Researchers have identified six new gene mutations linked to obesity and said on Sunday they point to ways the brain and nervous system control eating and metabolism.
"Today's findings are a major step forward in understanding how the human body regulates weight," Dr. Alan Guttmacher, Acting director of the National Human Genome Research Institute, said in a statement.
"This study essentially doubles in one fell swoop the number of known and replicated genetic factors contributing to obesity as a public health problem," added Dr. Kari Stefansson, Chief Executive Officer of deCODE Genetics of Iceland and one of the researchers.

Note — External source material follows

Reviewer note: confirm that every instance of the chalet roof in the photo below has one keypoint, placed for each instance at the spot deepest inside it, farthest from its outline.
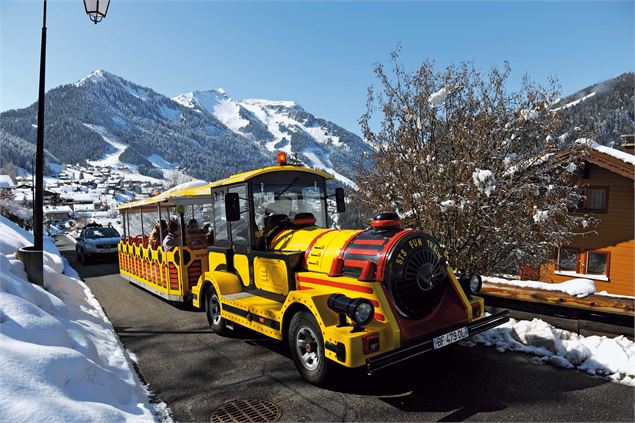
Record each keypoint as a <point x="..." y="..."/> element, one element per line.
<point x="609" y="158"/>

The international team analyzed 300,000 one-letter mutations in the genetic code known as single nucleotide polymorohisms or SNPs in more than 30,000 people from Iceland, the Netherlands and the United States.
They cross-checked their findings in 40,000 people from Denmark and the United states.
They found variations in six genes — TMEM18, KCTD15, GNPDA2, SH2B1, MTCH2 and NEGR1 — were strongly associated with a height-to-weight ratio known as body mass index or BMI.
"Today's findings are a major step forward in understanding how the human body regulates weight," said Guttmacher, whose institute, one of the National Institutes of Health, helped fund and conduct the study.
Findings could pave way for drug therapies
"One of the most notable aspects of these discoveries is that most of these new risk factors are near genes that regulate processes in the brain," added Stefansson, whose company hopes to sell genetic tests based on such discoveries.
"This suggests that as we work to develop better means of combating obesity, including using these discoveries as the first step in developing new drugs, we need to focus on the regulation of appetite at least as much as on the metabolic factors of how the body uses and stores energy," Stefansson said.
"These new variants may point to valuable new drug targets," he added.
Nearly a third of U.S. adults are considered obese with a BMI of 30 or more. Obesity is associated with more than 100,000 deaths each year in the U.S. population and trends are similar in many other countries.
"We know that environmental factors, such as diet, play a role in obesity, but this research further provides evidence that genetic variation plays a significant role in an individual's predisposition to obesity," said the genome institute's Dr. Eric Green.